Na casa do xeque Ahmed Beitani, um cartaz representa a bandeira palestiniana pendurada numa Kalashnikov, sob os rostos de todos os líderes do Hamas mortos por Israel. Imã na mesquita Al-Aqsa de Jerusalém, este velho religioso foi afastado da cidade pelos israelitas devido às suas ligações ao movimento islamista, e um dos seus filhos está ainda na prisão. Beitani acredita que a terceira Intifada está em hibernação. "Ela vai acontecer aqui e em todo o mundo árabe. Se os serviços secretos palestinianos permitissem manifestações, seríamos centenas de milhares nas ruas", diz.
Assim, Nablus mostra sobretudo resignação. Vemo-la à saída da cidade, nas grandes filas de espera - uma para as mulheres, outra para os homens, uma terceira para quem tem mais de 50 anos - em frente ao checkpoint israelita. Cada pessoa é controlada, os sacos revistados. A passagem pode demorar horas, conforme a boa vontade dos soldados, sem que haja protestos.
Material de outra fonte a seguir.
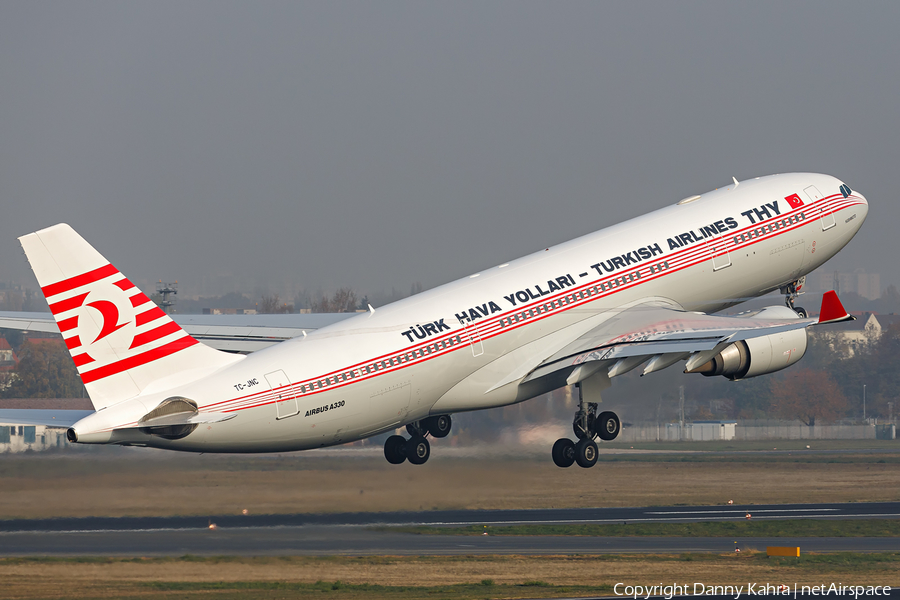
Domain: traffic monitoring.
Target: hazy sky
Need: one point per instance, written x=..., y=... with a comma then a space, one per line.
x=377, y=144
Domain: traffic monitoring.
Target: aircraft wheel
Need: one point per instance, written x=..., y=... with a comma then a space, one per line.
x=439, y=426
x=608, y=426
x=586, y=453
x=395, y=449
x=563, y=452
x=418, y=450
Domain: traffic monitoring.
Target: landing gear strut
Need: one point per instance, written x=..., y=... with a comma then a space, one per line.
x=416, y=449
x=791, y=291
x=587, y=425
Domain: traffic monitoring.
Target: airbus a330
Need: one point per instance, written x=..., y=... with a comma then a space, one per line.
x=639, y=294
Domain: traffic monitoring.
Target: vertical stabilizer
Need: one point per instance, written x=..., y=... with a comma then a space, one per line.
x=119, y=340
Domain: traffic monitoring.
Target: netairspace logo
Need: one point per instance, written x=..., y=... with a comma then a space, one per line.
x=751, y=589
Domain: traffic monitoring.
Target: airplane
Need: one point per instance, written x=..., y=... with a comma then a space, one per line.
x=641, y=293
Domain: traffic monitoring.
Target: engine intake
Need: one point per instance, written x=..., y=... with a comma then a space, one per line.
x=756, y=356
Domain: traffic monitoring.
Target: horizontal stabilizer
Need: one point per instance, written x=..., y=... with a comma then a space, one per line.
x=832, y=310
x=38, y=416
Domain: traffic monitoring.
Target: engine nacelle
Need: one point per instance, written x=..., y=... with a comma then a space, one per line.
x=757, y=356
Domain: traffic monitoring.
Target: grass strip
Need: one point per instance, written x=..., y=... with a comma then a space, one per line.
x=765, y=528
x=339, y=589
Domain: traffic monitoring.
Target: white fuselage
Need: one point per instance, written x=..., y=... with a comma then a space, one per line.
x=468, y=345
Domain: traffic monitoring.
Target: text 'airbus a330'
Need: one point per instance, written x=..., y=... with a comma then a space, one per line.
x=637, y=294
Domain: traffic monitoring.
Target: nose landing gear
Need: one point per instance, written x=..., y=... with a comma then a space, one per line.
x=416, y=449
x=587, y=425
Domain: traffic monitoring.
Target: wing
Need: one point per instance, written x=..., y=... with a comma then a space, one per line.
x=233, y=333
x=664, y=335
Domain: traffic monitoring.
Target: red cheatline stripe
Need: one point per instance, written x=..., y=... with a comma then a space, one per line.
x=138, y=360
x=64, y=305
x=139, y=299
x=149, y=315
x=67, y=324
x=79, y=280
x=154, y=334
x=82, y=359
x=124, y=284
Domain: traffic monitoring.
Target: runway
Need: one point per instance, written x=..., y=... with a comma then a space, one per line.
x=352, y=533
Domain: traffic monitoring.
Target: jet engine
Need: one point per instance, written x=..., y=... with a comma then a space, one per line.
x=756, y=356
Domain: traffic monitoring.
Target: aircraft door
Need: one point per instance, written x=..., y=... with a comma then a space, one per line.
x=718, y=251
x=471, y=333
x=826, y=216
x=285, y=401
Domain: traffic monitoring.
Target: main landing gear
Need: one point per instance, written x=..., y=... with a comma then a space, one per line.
x=416, y=449
x=791, y=291
x=587, y=425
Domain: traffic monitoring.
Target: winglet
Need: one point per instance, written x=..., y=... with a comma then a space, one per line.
x=832, y=310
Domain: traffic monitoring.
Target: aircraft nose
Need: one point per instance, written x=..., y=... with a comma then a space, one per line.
x=864, y=207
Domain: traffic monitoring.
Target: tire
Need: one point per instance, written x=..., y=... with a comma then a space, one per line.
x=395, y=449
x=608, y=426
x=586, y=453
x=418, y=450
x=563, y=453
x=438, y=426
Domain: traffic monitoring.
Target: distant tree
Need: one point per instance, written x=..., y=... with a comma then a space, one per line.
x=44, y=371
x=808, y=396
x=272, y=305
x=343, y=300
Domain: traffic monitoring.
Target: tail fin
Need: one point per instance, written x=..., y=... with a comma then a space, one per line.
x=120, y=341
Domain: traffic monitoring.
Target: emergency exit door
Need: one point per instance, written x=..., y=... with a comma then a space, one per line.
x=285, y=400
x=825, y=215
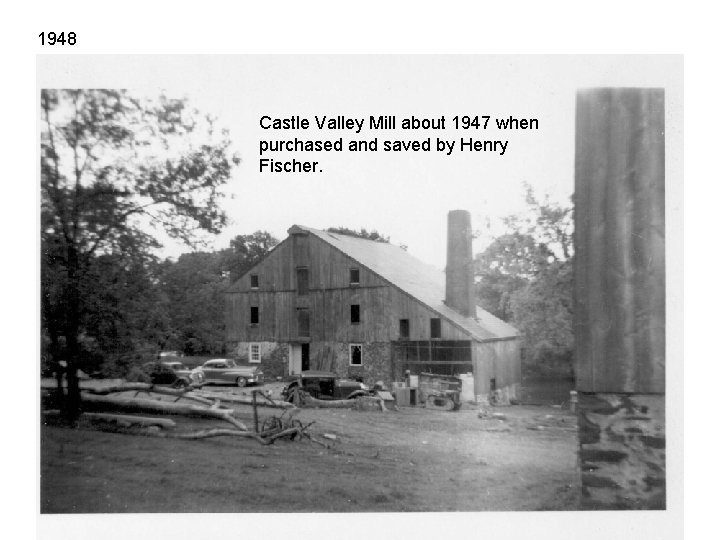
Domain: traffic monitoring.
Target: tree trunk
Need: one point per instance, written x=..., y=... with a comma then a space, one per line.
x=165, y=407
x=72, y=331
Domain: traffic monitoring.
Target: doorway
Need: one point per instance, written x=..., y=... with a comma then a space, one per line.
x=299, y=358
x=305, y=356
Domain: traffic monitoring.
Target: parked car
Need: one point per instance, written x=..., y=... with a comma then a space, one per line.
x=325, y=385
x=226, y=371
x=173, y=373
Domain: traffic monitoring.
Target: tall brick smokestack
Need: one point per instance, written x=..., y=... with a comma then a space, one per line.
x=459, y=273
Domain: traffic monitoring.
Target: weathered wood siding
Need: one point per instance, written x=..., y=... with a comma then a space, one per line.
x=329, y=298
x=619, y=241
x=499, y=360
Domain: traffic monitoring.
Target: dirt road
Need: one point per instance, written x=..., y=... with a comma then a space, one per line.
x=408, y=460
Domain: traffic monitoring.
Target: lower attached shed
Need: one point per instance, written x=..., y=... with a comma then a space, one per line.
x=360, y=308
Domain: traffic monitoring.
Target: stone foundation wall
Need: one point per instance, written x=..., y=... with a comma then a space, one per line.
x=622, y=451
x=273, y=357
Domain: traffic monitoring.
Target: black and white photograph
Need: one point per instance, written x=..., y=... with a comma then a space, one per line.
x=355, y=284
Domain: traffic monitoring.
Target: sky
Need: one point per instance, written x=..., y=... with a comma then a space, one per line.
x=403, y=195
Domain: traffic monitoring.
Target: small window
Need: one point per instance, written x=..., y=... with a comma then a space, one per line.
x=302, y=281
x=404, y=328
x=434, y=328
x=254, y=353
x=355, y=354
x=303, y=322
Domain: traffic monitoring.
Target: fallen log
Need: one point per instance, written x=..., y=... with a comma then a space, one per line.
x=164, y=407
x=127, y=420
x=220, y=432
x=186, y=393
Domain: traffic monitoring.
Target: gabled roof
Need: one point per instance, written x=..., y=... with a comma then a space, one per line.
x=420, y=280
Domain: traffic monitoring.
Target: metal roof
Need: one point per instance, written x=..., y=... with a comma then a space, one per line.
x=420, y=280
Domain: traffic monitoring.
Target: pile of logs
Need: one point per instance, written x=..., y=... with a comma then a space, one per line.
x=110, y=405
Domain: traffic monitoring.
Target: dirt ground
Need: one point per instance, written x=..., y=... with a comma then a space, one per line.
x=413, y=459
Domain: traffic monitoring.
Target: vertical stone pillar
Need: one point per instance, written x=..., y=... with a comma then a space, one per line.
x=459, y=272
x=620, y=296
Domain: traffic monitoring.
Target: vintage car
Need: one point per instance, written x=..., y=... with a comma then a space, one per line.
x=173, y=373
x=226, y=371
x=325, y=385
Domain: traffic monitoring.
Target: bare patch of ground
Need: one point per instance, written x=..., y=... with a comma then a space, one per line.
x=413, y=459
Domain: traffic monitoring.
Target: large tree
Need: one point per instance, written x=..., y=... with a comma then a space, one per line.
x=525, y=277
x=113, y=167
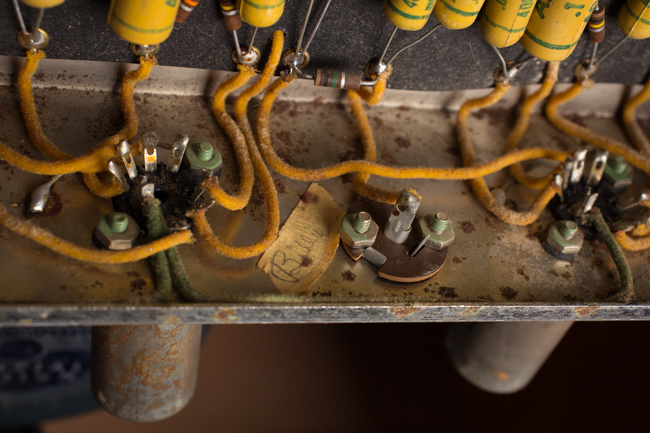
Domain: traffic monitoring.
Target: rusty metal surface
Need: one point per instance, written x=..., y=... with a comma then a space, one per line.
x=144, y=373
x=494, y=271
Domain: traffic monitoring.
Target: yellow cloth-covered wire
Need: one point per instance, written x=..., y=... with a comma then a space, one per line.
x=523, y=119
x=47, y=239
x=480, y=187
x=586, y=135
x=632, y=244
x=632, y=127
x=318, y=174
x=360, y=182
x=247, y=178
x=49, y=149
x=270, y=193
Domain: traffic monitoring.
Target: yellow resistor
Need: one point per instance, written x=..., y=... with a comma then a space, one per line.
x=634, y=19
x=555, y=28
x=408, y=14
x=457, y=14
x=143, y=22
x=43, y=4
x=260, y=13
x=503, y=21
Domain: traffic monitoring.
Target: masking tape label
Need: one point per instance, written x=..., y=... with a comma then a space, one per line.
x=306, y=244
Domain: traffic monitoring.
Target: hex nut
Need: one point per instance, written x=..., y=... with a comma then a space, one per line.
x=436, y=241
x=352, y=238
x=199, y=168
x=116, y=241
x=560, y=244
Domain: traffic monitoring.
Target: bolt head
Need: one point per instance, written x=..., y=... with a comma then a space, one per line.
x=352, y=238
x=198, y=168
x=116, y=241
x=436, y=241
x=559, y=243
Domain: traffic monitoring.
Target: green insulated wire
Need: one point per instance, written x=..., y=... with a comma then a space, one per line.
x=626, y=292
x=169, y=264
x=157, y=228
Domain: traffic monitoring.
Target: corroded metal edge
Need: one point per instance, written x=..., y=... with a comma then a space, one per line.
x=233, y=313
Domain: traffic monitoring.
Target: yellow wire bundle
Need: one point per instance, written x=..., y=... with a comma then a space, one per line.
x=480, y=187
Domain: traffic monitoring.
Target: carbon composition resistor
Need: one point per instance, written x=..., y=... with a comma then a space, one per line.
x=231, y=18
x=143, y=22
x=457, y=14
x=555, y=28
x=186, y=8
x=42, y=4
x=634, y=19
x=596, y=24
x=503, y=22
x=409, y=15
x=260, y=13
x=337, y=80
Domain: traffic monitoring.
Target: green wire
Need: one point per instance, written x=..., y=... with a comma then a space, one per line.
x=626, y=293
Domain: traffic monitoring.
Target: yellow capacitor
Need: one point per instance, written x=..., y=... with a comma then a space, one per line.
x=555, y=28
x=634, y=19
x=143, y=22
x=260, y=13
x=408, y=14
x=457, y=14
x=503, y=21
x=43, y=4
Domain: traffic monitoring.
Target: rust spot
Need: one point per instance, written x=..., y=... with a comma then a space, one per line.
x=53, y=207
x=467, y=227
x=471, y=310
x=586, y=311
x=521, y=272
x=492, y=223
x=402, y=143
x=309, y=197
x=280, y=186
x=401, y=312
x=225, y=315
x=508, y=292
x=138, y=285
x=447, y=292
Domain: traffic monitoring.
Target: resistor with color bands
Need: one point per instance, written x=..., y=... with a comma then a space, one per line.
x=634, y=19
x=143, y=22
x=596, y=24
x=260, y=13
x=42, y=4
x=503, y=21
x=555, y=28
x=408, y=14
x=457, y=14
x=337, y=80
x=231, y=18
x=186, y=8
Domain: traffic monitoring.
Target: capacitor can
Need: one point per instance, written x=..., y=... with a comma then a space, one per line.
x=260, y=13
x=457, y=14
x=634, y=19
x=408, y=14
x=555, y=28
x=143, y=22
x=503, y=21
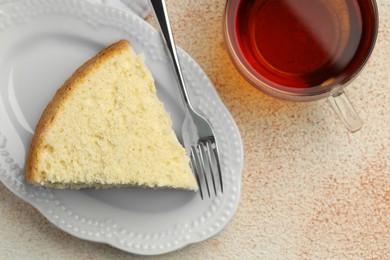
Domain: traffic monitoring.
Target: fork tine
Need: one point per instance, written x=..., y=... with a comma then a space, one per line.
x=215, y=150
x=210, y=159
x=194, y=167
x=201, y=150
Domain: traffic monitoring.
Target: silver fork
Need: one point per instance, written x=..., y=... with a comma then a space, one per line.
x=198, y=135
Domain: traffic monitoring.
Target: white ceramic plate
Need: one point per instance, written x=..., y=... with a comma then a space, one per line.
x=42, y=42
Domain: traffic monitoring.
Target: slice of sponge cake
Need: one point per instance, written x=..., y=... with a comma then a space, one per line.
x=105, y=127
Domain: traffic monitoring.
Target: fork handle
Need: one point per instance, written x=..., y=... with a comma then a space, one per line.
x=161, y=15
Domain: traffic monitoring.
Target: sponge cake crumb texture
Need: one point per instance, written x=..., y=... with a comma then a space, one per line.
x=106, y=127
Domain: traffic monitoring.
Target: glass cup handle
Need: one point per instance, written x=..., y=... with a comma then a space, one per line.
x=345, y=111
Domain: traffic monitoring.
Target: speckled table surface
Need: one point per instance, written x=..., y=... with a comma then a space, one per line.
x=310, y=189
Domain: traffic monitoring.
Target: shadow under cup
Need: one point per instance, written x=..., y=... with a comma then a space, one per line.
x=302, y=50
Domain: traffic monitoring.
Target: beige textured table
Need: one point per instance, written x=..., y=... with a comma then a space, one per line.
x=310, y=189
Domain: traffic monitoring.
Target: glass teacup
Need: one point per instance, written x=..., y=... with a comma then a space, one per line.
x=302, y=50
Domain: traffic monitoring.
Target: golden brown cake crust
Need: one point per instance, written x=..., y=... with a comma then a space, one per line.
x=61, y=95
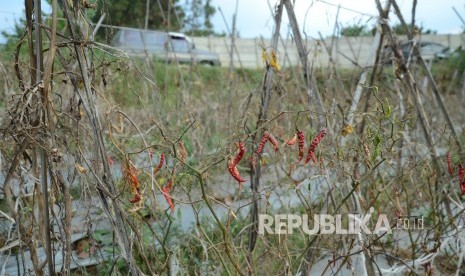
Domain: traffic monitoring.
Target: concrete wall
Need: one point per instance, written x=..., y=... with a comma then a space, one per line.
x=345, y=49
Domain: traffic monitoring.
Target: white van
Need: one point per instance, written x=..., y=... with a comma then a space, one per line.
x=166, y=46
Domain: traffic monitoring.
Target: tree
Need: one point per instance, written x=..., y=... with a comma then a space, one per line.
x=400, y=30
x=198, y=19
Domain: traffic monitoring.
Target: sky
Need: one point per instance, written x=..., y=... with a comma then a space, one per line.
x=254, y=18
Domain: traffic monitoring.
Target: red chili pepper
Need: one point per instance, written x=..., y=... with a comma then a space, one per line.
x=292, y=141
x=235, y=173
x=266, y=134
x=182, y=151
x=160, y=164
x=240, y=154
x=449, y=164
x=110, y=160
x=301, y=137
x=313, y=145
x=166, y=193
x=462, y=178
x=461, y=173
x=135, y=199
x=273, y=141
x=150, y=153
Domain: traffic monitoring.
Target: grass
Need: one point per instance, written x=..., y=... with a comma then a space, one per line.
x=208, y=109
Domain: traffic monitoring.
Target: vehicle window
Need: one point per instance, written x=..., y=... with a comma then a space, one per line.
x=154, y=38
x=132, y=37
x=179, y=44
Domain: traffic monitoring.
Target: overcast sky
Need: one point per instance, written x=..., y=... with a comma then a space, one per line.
x=254, y=16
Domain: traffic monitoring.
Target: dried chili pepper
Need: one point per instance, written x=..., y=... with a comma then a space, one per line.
x=235, y=173
x=110, y=160
x=449, y=164
x=135, y=199
x=462, y=178
x=313, y=145
x=292, y=141
x=266, y=134
x=166, y=193
x=160, y=164
x=133, y=183
x=182, y=151
x=240, y=154
x=273, y=141
x=301, y=137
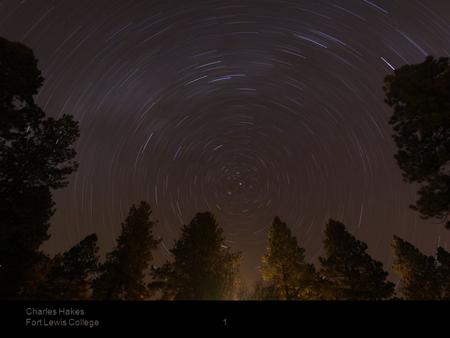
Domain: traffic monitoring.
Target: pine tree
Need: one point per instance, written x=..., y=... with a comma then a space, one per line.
x=443, y=258
x=123, y=275
x=284, y=265
x=36, y=156
x=264, y=291
x=419, y=95
x=203, y=267
x=348, y=272
x=417, y=271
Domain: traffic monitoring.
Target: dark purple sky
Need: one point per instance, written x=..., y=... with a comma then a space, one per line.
x=249, y=109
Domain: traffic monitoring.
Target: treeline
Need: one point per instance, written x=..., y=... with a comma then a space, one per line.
x=203, y=267
x=37, y=156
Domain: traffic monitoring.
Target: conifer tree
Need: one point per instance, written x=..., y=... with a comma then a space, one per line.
x=348, y=272
x=443, y=259
x=203, y=266
x=123, y=275
x=284, y=267
x=418, y=272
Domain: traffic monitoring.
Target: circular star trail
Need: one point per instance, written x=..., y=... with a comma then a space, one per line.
x=249, y=109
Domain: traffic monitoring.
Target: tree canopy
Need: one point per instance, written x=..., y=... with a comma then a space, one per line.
x=419, y=95
x=203, y=266
x=36, y=156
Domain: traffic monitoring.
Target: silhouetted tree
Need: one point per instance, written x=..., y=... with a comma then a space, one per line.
x=443, y=260
x=418, y=272
x=122, y=276
x=284, y=267
x=420, y=96
x=264, y=291
x=36, y=156
x=203, y=267
x=67, y=276
x=348, y=271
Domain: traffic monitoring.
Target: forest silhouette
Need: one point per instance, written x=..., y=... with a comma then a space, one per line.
x=37, y=155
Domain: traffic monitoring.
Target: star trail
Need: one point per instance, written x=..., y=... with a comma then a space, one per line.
x=248, y=109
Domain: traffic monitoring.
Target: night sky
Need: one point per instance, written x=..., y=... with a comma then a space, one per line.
x=248, y=109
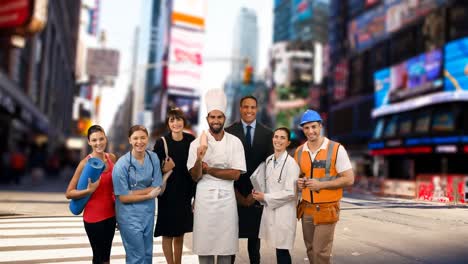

Ninguém fala, ninguém sequer sussurra. Mesmo no campo de refugiados de Balata, que esteve na frente da revolta, a Intifada já não é a referência. "Temos toda a família em Gaza. Passamos o tempo todo em frente à televisão para saber que bairro foi bombardeado. Deito-
-me todas as noites com o comando na mão, e tenho o comando na mão todos os dias quando me levanto. Todos os dias compro um novo cartão telefónico para saber se os meus familiares ainda estão vivos. Eles fizeram a mesma coisa, quando nós fomos bombardeados pelos israelitas", diz Mahmoud Subuh, um dos responsáveis do campo.
Surpresa, é o Hamas quem ele mais culpa: "Eles não têm nada que tramar a vida das pessoas, da minha tia que não tem casa e chora todos os dias ao telefone, do meu tio que teve um ataque cardíaco e não pode ir ao hospital. Sabemos do que os israelitas são capazes: se lhes atiramos uma pedra, eles respondem com castigo colectivo. Sabemos que se nos revoltamos, eles bombardeiam-nos assim. O Hamas sabe o que faz", diz.
Hoje, assegura, Nablus tenta recuperar de uma longa guerra de gangs meio mafiosos, meio políticos, consequência do apodrecimento da Intifada. "Ainda há dois anos, era o caos. Felizmente, a Autoridade Palestiniana restabeleceu a segurança. Agora, a máfia acabou. Nablus está calma. As pessoas querem descanso."
"Em Balata", acrescenta Yahyah Jamaal, um outro responsável próximo da Fatah, toda a gente está esgotada: "demasiados mártires, prisões, destruição. Numa população de 24 mil pessoas, mais de 150 foram mortas durante a Intifada. Não há uma criança que não tenha ficado traumatizada, a fazer chichi na cama, com problemas de comportamento. A partir de agora, queremos dar-lhes outra coisa que não violência. Isso não nos leva a lado nenhum."